Joe Miller: To Vote or Not to Vote, That Was the Question

That thing I wrote last week about voting for Mike Burke? Total lie.

It wasn’t a lie at the time I wrote it. But today, as I stepped out of my house and headed for the polling place, I realized that I just couldn’t bring myself to do it.

Maybe it was the conversation I had this weekend with one of my neighbors. He said he was voting for Sly James because his wife, who used to work right in the middle of everything at City Hall, said Burke is exactly the same kind of leader we’ve always had. He’s always been part of the in-crowd, and the in-crowd is who has made this city the fucked up mess that it is.

Hard to come up with a good response to that one.

So as I strolled down to the old Catholic church where I do my voting, I thought about who I might vote for.

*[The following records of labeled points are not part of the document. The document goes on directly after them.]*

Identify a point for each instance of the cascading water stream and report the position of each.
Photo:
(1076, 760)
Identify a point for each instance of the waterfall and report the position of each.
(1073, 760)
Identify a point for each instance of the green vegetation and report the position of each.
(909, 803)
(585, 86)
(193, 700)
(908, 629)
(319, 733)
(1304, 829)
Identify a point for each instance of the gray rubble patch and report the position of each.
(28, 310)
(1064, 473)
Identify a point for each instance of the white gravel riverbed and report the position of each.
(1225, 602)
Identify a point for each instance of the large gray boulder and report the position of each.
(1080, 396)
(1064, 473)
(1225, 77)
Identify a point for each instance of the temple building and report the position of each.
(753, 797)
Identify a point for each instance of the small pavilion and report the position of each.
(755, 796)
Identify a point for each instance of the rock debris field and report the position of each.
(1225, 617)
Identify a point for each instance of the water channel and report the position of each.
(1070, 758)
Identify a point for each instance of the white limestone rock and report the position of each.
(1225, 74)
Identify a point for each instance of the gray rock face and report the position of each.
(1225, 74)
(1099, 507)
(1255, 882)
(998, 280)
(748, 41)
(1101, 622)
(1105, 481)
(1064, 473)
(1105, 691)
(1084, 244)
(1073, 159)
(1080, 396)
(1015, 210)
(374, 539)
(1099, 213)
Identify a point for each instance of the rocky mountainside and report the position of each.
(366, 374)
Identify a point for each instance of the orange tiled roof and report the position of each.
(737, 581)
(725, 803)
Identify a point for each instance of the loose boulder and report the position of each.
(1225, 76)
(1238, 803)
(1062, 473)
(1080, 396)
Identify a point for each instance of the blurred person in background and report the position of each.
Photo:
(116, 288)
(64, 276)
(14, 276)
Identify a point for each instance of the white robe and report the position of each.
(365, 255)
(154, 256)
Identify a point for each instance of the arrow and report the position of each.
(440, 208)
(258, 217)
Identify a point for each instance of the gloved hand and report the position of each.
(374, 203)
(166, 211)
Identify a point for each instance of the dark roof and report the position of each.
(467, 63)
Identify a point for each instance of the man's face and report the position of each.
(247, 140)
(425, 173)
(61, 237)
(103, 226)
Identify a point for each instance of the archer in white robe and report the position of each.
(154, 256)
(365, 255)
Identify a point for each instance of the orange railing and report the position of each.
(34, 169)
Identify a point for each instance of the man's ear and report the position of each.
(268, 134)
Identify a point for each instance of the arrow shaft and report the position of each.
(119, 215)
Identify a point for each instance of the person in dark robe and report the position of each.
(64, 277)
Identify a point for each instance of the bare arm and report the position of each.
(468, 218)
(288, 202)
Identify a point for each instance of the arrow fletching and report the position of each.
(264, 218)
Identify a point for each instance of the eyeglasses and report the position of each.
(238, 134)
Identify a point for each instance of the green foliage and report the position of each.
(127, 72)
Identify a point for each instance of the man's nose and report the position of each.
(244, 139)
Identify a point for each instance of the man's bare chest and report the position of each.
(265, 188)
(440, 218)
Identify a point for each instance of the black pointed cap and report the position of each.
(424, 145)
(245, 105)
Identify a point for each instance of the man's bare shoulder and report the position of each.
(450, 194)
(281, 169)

I couldn’t vote for James; I’d already decided against that.

So who could I write in?

My first thought was Lee Bohannon. He’s an old dude who’s been around and in the thick of it forever. He was right there on the scene when the city erupted in riots in 1968, and he was in the thick of a lot of the black-power-type reform and community revitalization stuff through the 70s and 80s.

He told me a few years back that he wanted to run for mayor. Said the town needed something with pizazz. That’s how I got to thinking about him today.

Last I knew him, he was working for LINC and hosting chess tournaments for inner-city kids.

He’s a good guy, got a great heart. And, unfortunately, that’s two strikes against him for this job.

I tried to come up with someone tougher and I immediately thought of my old editor at the Pitch, C.J. Janovy.

She’s got a good heart, too, and I think she genuinely cares about the city. But she’s also tough as hell and doesn’t suffer fools. Plus she’s definitely had to navigate politics, working for as long as she did as a buffer between her corporate bosses and her reporters, who she fought for and protected.

Still, she might be a little past her prime, in terms of KC politics.

There’s only so much you can take, and her recent exit from the Pitch into the world of PR for cancer-curers suggests she’d maybe had enough.

Then it occurred to me: Calvin Williford, right hand man to Mike Sanders in Jackson County.

Now there’s a guy who can bring calm to politically turbulent waters, and who can get things done. Plus I’ve had coffee with him a few times and I’ve hung out with him at his house, so I can assure you he’s a true mensch.

So I went in the precinct, got my ballot, and, of course, there’s no space for a write-in. I asked the poll workers, and they said I couldn’t do it. Judge declared that a primary precluded a need for write-in, because I already had a chance to write someone in the primary.

I thought about it and I said, “Oh hell, I’ll just exercise my right of protest.”

So officially, I voted for no one.

But for all you spirits out there who died for the right to vote, I want you to know I still went in there and did my job, if only in honor of you.